In the picture below you see what actually happens as air passes over a wing:
The air is deflected downwards - by both the top and bottom of the wing - there has to be an angle of attack - a wing bottom parallel to the air flow provides no lift to speak of. The low pressure on top of the wing is more about accelerating the air downwards - the air foil curve helps this acceleration happen slowly so that no points become a vacuum and cause boundary layer flow separation so that the stall speed of the wing is reduced. If air flow over the hump is what provides lift - consider what would happen if after the hump if we extend a thin wing - that straightens the air out horizontally - the air would no longer be deflected downwards and there would no longer be any lift.
Bernoulli's equations are consistent with what is happening - but does not explain what is providing the lift. (we might want to invite Bernoulli to explain stall speed) The low pressure helps accelerate the air downward - it is a consequence of imparting momentum to the air - not the cause. To say that the Bernoulli's effect (an increase in the speed of the fluid occurs simultaneously with a decrease in pressure) explains how wings provide lift ignores the bottom of the wing, flat wings and confuses rather than illuminates.
If the air separates from the top of the wing - the air is no longer being deflected downwards enough to provide lift. The air at the bottom of the wing will continue to be deflected down, but then the air will accelerate up to fill the vacuum - in extreme cases flowing a short distance backwards over the top of the wing.
I can only speculate - I suppose it was from someone that only partly understood. Then a great many did parrot and preach what they also did not fully understand. A Google search about air foil images will show many illustrations that are wrong - they simply do not reflect the reality that the air is deflected downwards (the vortex coming off the back of the wing helps keep things confused). The originator of this mess probably wanted to show off that he knew of Bernoulli and based on his position as an authority it was swallowed without question.

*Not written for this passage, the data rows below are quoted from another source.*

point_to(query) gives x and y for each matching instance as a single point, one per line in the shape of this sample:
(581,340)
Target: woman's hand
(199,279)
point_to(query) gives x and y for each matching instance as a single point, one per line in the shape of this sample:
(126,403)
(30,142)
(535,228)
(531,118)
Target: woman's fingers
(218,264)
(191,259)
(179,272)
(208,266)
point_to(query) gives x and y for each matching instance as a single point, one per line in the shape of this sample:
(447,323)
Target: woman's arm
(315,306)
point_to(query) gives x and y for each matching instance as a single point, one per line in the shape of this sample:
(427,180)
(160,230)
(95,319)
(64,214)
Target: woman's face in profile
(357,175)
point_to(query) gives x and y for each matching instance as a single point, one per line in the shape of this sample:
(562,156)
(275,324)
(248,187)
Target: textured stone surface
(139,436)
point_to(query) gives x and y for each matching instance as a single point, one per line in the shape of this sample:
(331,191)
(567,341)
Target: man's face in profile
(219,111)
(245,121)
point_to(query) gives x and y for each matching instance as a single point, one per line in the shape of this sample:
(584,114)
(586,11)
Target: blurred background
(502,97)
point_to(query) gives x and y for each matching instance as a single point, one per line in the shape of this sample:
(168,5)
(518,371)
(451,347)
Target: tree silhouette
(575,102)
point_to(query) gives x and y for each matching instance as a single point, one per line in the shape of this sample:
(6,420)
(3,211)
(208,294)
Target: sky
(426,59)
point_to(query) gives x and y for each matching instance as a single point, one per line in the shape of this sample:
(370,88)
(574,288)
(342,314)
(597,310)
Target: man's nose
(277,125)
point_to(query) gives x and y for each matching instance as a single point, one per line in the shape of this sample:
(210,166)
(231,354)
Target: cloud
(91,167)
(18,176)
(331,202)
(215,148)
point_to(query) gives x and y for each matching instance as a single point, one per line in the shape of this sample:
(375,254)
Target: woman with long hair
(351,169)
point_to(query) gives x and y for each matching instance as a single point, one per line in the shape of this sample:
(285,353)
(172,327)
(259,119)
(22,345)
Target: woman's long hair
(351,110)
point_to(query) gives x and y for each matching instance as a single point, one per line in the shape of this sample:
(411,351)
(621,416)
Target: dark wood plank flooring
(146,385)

This stuff happens often - Richard Feynman found examples in Physics books. (One example was a bar rolling down an inclined plane - the math worked just right - as long as you didn't calculate the rotational inertia. The author never actually did the experiment!) Don't trust your books - question authority - prove things to yourself - test reality - don't rely on computer models.

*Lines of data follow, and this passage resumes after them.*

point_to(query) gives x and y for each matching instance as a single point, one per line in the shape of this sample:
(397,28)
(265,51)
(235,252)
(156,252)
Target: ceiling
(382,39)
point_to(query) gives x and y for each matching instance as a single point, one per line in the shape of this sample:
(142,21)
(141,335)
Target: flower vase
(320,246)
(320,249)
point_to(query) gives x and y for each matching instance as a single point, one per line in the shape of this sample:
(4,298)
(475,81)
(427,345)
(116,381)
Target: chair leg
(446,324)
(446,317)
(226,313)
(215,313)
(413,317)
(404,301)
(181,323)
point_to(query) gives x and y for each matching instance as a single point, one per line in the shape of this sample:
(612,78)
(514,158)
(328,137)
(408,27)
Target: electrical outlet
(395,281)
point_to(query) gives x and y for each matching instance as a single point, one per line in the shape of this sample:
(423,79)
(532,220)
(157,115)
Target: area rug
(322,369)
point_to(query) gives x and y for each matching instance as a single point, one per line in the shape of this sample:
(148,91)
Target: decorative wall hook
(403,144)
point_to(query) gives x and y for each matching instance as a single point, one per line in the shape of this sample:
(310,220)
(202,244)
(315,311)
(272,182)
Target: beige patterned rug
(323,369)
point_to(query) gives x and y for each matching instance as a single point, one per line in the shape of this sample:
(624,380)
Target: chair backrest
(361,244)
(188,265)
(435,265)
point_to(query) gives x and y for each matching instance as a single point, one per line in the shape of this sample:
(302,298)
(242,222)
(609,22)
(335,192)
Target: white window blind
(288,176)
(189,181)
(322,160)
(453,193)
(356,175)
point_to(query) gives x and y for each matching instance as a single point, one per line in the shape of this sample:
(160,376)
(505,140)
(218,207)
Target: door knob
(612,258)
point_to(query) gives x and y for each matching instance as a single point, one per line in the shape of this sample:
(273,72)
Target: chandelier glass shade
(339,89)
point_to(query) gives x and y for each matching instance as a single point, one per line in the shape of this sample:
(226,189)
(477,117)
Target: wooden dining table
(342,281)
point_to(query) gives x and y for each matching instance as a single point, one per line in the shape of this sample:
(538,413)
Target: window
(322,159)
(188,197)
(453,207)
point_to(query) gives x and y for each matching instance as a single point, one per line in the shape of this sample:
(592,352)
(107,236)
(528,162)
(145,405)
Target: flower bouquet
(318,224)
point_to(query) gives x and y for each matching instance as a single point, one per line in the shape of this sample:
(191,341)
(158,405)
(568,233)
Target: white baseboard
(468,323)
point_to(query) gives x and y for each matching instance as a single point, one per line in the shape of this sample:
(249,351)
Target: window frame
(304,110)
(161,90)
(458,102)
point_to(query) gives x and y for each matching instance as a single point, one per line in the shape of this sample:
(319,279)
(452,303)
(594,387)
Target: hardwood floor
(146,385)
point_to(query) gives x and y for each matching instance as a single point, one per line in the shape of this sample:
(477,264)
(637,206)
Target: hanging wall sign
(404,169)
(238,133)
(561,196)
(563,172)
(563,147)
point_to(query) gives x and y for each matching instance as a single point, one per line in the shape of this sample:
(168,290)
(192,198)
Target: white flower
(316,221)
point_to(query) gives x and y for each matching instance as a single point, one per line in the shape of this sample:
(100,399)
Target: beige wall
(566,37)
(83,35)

Ockham of Ockhams Razor would tell us "'What can be done with fewer assumptions is done in vain with more'" . One could rightly say that using Bernoulli helps us calculate just how much lift a wing produces and how the lift is distributed about the wing, but wing lift is it is measured in the wind tunnel and calculated with rules of thumbs. A lot of the details of what happens on a wing surface is due to turbulence - often leading to chaos- which leads to the failure of computer models.
I guess the most important point is not that I was smart enough to smell the fallacy, but that this fallacy has lived for decades - continues to live - is regurgitated by smart people. It isn't enough to be smart - one has to be disciplined in thought.

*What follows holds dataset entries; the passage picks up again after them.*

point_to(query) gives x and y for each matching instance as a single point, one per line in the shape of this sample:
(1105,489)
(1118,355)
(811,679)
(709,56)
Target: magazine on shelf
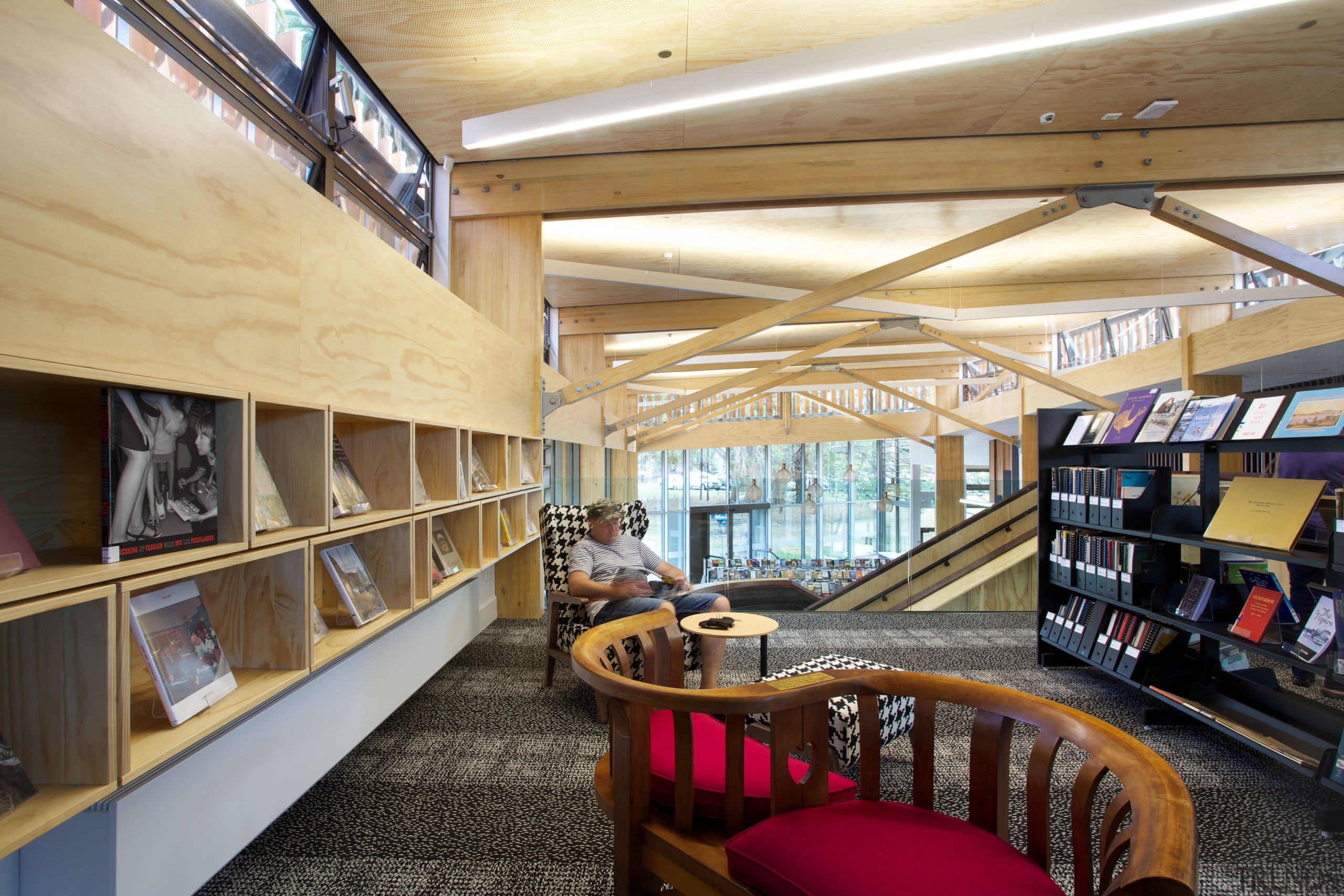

There are lots of people that can parrot information, there are less that actually integrate the knowledge and can see where it separates from reality. Then there are the very few (I've been lucky to know a couple ) that can see further.
One can train oneself physically to run a bit faster, but what makes humans really amazing, is we can train our brains to think magnitudes further than what is average. Objective thought takes practice, discipline. We can read down the list of cognitive biases and spot the ones we have fallen for, but it takes constant vigilance to reduce ones susceptibility for falling for these evasions of reality. ( I suggest The Art of Reasoning (Third Edition) By David Kelly as one place to start. Or play music with a metronome - an electronic metronome never compliments you to be nice or disses you to put you down. Or listen/watch recordings of yourself (no one likes what they first see)).